Best bet is to buy The Hollywood Standard 2nd Ed formatting book - Think of it as the MLA handbook for screenwriting. You should learn/know the formatting style by memory as best as you can and the software should support/supplement that knowledge, not be a substitute for it. That's a whole other rant from when I was an AD on projects that had typos and formatting errors all over them. It was embarrassing, even though it wasn't my script.
To rebuttal your point, I don't think it's called "the industry standard" because everyone shares their material as that type of file. It's the industry standard because a lot of (but certainly not all) "professional" screenwriters USE the software to write. Of course they don't share their finished product as a FDX file — it's never smart to send something in a specialized file format, regardless of industry.

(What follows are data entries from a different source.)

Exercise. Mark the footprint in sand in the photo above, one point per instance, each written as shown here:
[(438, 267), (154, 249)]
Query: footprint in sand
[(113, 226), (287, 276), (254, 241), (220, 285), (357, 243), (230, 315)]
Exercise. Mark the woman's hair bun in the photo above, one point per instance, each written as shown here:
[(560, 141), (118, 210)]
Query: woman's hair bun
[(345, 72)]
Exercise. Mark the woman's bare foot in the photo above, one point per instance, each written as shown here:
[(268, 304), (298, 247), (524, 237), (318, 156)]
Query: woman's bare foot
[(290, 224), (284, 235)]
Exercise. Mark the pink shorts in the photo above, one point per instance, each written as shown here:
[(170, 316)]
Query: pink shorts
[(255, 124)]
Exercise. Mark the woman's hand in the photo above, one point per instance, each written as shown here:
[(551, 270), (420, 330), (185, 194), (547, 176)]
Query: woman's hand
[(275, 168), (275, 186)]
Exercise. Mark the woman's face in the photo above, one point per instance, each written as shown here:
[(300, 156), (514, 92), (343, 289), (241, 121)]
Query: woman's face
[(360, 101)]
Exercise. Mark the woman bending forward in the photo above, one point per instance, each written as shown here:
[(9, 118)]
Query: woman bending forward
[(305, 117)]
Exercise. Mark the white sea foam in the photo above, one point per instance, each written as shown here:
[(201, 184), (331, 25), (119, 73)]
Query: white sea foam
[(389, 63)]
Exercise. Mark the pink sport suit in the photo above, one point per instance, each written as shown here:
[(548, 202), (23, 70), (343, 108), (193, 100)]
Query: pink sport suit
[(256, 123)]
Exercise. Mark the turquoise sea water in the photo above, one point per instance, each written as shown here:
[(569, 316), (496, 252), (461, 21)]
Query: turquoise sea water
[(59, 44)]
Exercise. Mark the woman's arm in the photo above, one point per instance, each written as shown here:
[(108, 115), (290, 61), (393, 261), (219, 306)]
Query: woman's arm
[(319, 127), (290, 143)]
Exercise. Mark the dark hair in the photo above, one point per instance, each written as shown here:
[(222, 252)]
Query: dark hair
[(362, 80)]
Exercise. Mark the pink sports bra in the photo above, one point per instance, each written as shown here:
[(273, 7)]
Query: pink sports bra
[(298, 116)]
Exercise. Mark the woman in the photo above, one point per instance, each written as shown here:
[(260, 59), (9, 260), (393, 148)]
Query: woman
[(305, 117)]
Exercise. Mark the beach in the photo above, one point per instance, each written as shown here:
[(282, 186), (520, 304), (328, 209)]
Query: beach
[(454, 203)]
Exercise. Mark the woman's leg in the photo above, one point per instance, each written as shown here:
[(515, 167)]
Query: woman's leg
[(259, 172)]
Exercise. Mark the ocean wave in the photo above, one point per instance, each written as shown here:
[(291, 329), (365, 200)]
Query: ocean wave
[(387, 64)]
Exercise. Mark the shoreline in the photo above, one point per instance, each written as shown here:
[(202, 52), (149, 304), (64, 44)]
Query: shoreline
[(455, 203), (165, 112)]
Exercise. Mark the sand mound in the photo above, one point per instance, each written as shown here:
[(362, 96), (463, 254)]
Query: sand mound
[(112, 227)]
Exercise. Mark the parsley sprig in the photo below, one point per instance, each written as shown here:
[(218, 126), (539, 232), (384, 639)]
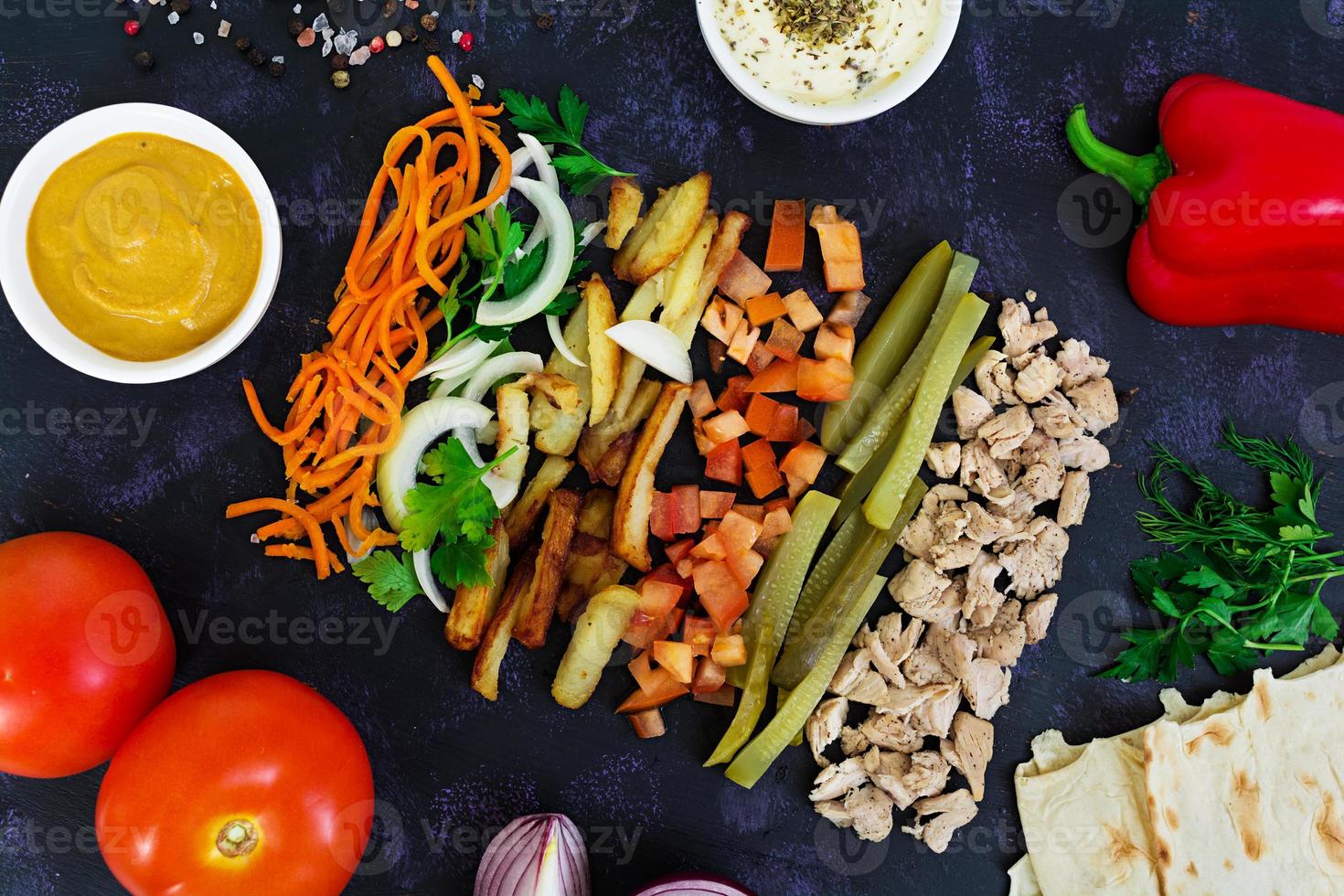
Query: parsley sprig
[(578, 168), (1238, 581)]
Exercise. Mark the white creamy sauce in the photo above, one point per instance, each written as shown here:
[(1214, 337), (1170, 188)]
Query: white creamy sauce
[(890, 37)]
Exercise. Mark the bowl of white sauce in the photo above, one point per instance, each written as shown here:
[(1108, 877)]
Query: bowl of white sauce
[(828, 62)]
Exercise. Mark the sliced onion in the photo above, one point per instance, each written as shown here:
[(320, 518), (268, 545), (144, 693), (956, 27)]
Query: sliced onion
[(535, 856), (552, 326), (420, 559), (560, 258), (460, 359), (421, 427), (694, 885), (656, 346)]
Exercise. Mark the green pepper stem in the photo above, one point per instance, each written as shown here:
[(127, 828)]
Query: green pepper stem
[(1136, 174)]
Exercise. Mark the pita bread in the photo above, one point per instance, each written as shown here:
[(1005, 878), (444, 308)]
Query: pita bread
[(1085, 809)]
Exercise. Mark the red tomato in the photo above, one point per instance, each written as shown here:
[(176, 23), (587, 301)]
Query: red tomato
[(245, 782), (85, 652)]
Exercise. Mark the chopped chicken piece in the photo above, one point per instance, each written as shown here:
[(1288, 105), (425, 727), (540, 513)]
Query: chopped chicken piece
[(1083, 453), (1037, 559), (983, 598), (1020, 334), (1037, 617), (944, 458), (835, 812), (1078, 364), (1095, 402), (837, 779), (1003, 640), (972, 411), (1007, 432), (934, 716), (918, 589), (928, 774), (824, 727), (1037, 379), (949, 813), (1058, 417), (923, 667), (869, 809), (987, 688), (890, 732), (1072, 498), (974, 741)]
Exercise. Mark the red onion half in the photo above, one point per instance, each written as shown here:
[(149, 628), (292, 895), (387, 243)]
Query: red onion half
[(535, 856), (694, 885)]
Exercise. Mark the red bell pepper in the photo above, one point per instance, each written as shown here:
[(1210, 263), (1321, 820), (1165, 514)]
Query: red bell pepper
[(1243, 208)]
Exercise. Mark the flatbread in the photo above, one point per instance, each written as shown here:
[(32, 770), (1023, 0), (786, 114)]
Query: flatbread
[(1252, 799), (1085, 807)]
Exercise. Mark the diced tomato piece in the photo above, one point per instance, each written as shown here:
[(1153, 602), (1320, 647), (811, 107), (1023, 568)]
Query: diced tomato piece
[(735, 397), (780, 377), (709, 676), (661, 690), (660, 517), (720, 594), (675, 657), (828, 380), (715, 504), (729, 649), (725, 464), (785, 340), (763, 309), (745, 566), (765, 481), (686, 509), (659, 598), (738, 531), (788, 235), (760, 414), (803, 311), (699, 632), (834, 340), (709, 549), (700, 400), (804, 461), (784, 425), (758, 454), (742, 278)]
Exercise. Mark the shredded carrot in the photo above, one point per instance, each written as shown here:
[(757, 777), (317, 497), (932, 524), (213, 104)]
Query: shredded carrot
[(346, 402)]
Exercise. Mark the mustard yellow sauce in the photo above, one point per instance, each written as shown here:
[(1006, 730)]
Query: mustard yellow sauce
[(144, 246)]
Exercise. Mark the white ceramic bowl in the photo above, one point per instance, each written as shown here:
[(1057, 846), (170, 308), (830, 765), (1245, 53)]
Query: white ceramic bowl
[(841, 113), (71, 139)]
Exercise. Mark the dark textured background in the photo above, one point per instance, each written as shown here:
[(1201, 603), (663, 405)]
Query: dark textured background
[(976, 157)]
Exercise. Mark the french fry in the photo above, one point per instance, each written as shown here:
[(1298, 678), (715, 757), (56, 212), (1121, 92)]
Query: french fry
[(635, 497), (525, 512), (623, 212), (474, 606), (666, 229), (603, 355), (538, 604), (595, 635), (485, 669)]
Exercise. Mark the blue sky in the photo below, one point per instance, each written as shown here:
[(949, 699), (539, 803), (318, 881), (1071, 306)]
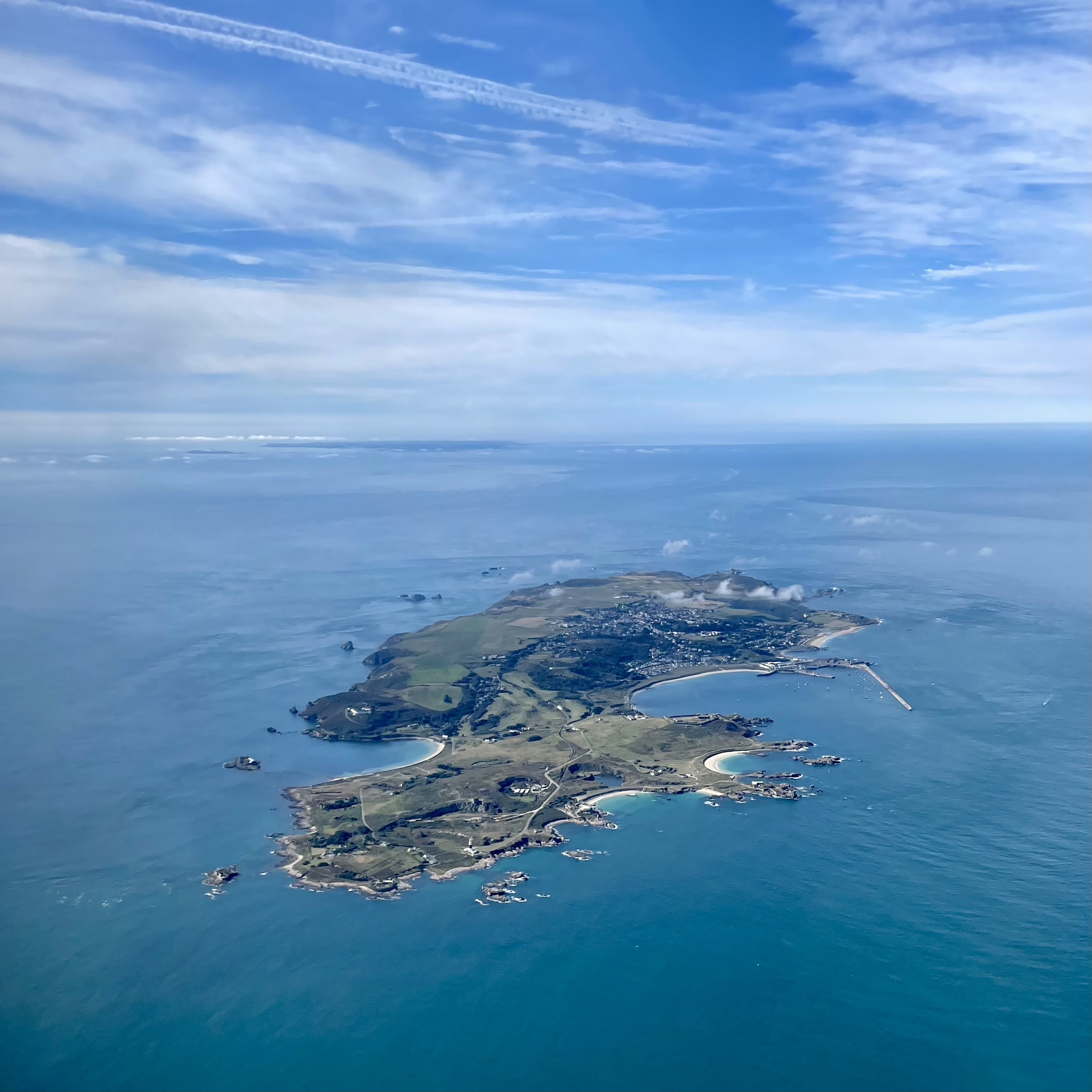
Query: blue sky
[(664, 220)]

You simply convert it to PDF (which Final Draft does pretty easily) so it's easier for people to access it. It's the difference between sharing a PNG rather than a PSD for Photoshop. Yes designers OVERWHELMINGLY use Photoshop for graphic creation, but they wouldn't share it in the format — you would chose something that's easily accessed by all.
TLDR: The "industry standard" in this case applies more to what people use to write the script, rather than what format people use to share it. After all, you can't write a script in PDF format. But you can share it afterwards that way, which pretty much everyone does.
Your final point definetly remains though — presentation is important, and you should have a working knowledge of how things should look. That said, why go through the trouble of formatting yourself if a program can do a good chuck of the work for you? From experience, the writers who think they can just create a script template through Word because they "know the format" almost always look off.